- Born: Vancouver, British Columbia, Canada
- Education: Curtis Institute of Music
- Occupation: Operatic soprano
- Organizations: Oper Frankfurt
- Awards: Metropolitan Opera National Council Auditions

= Kirsten MacKinnon =

Canadian operatic soprano

Kirsten MacKinnon is a Canadian operatic soprano. A winner of the Metropolitan Opera National Council Auditions in 2017, she has appeared internationally.

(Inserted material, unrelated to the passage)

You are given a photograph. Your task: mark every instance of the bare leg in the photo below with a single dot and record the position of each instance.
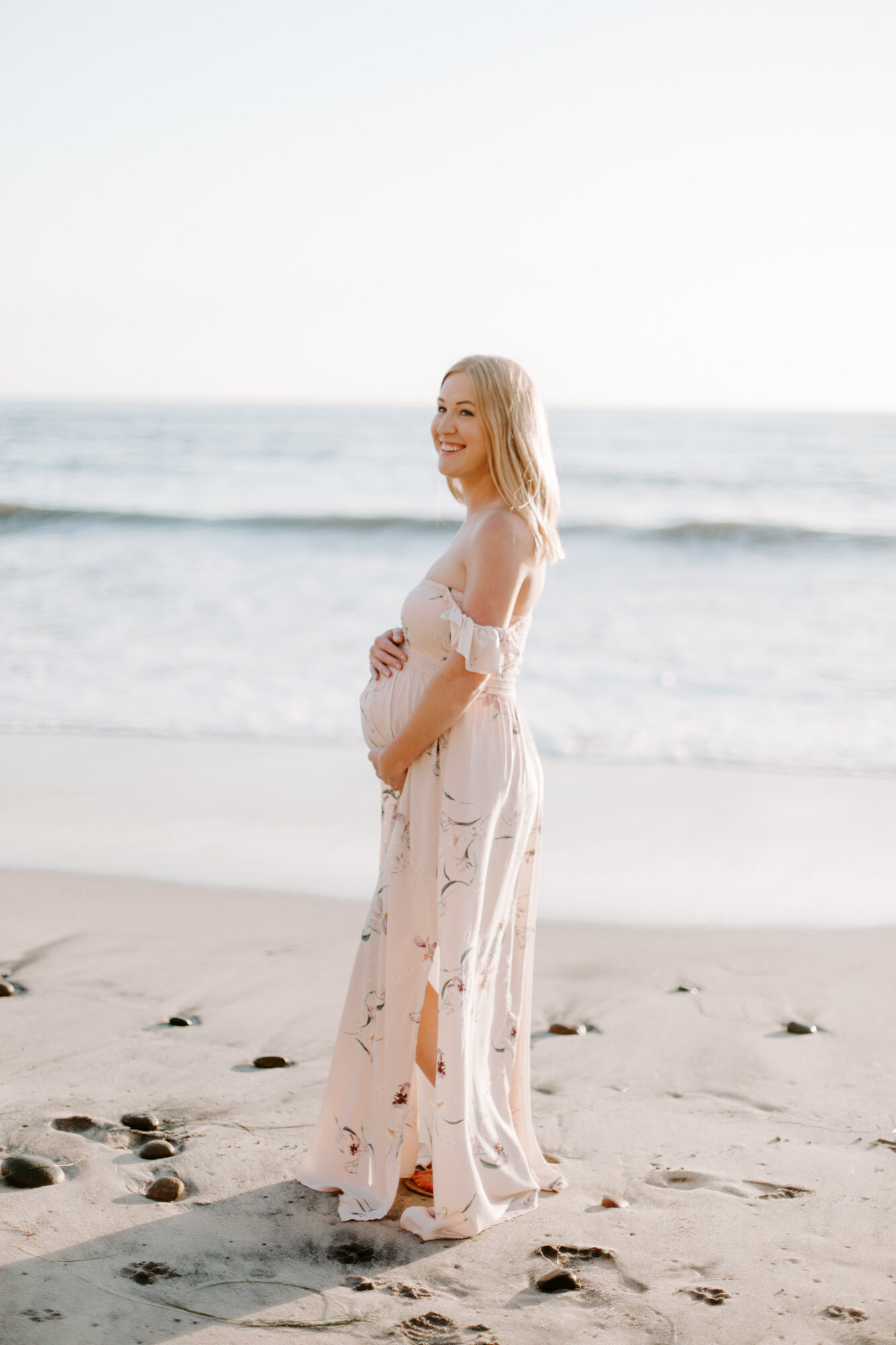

She grew up in Vancouver, and studied voice at the Curtis Institute of Music in Philadelphia. At the Philadelphia Opera, she performed the roles of Micaëla in Bizet's Carmen and the Countess Madeleine in Capriccio by Richard Strauss. She was Pamina in Mozart's Die Zauberflöte) for the Canadian Opera Company, and the Countess in his Le nozze di Figaro with the Garsington Opera. Her roles have included Elektra in Mozart's Idomeneo, the title role of Tchaikovsky's Iolanta, Mimì in Puccini's La bohème, and the title role in Janáček's The Cunning Little Vixen.

In Europe, she appeared at the Glyndebourne Festival as Fiordiligi in Mozart's Così fan tutte in 2017, staged by Nicholas Hytner. A reviewer of The Guardian described her as "a vocal star" in an "uncommonly well balanced" quartet of lovers, offering "the high notes and the low notes for Fiordiligi and everything in between". She was Helena in Britten's A Midsummer Night's Dream. In February 2018, she made her debut at the Oper Frankfurt, where she is engaged as a member from the 2018/19 season, as Inès in a new production of Meyerbeer's L'Africaine – Vasco da Gama at the Oper Frankfurt, conducted by Antonello Manacorda, alongside Claudia Mahnke and Michael Spyres in the title roles. The opera is staged as a space mission, and she was described as dramatic and of emotional intensity.

MacKinnon has performed in concert with the Chamber Orchestra of Philadelphia, the Bavarian Radio Orchestra, and the Vancouver Symphony Orchestra, among others.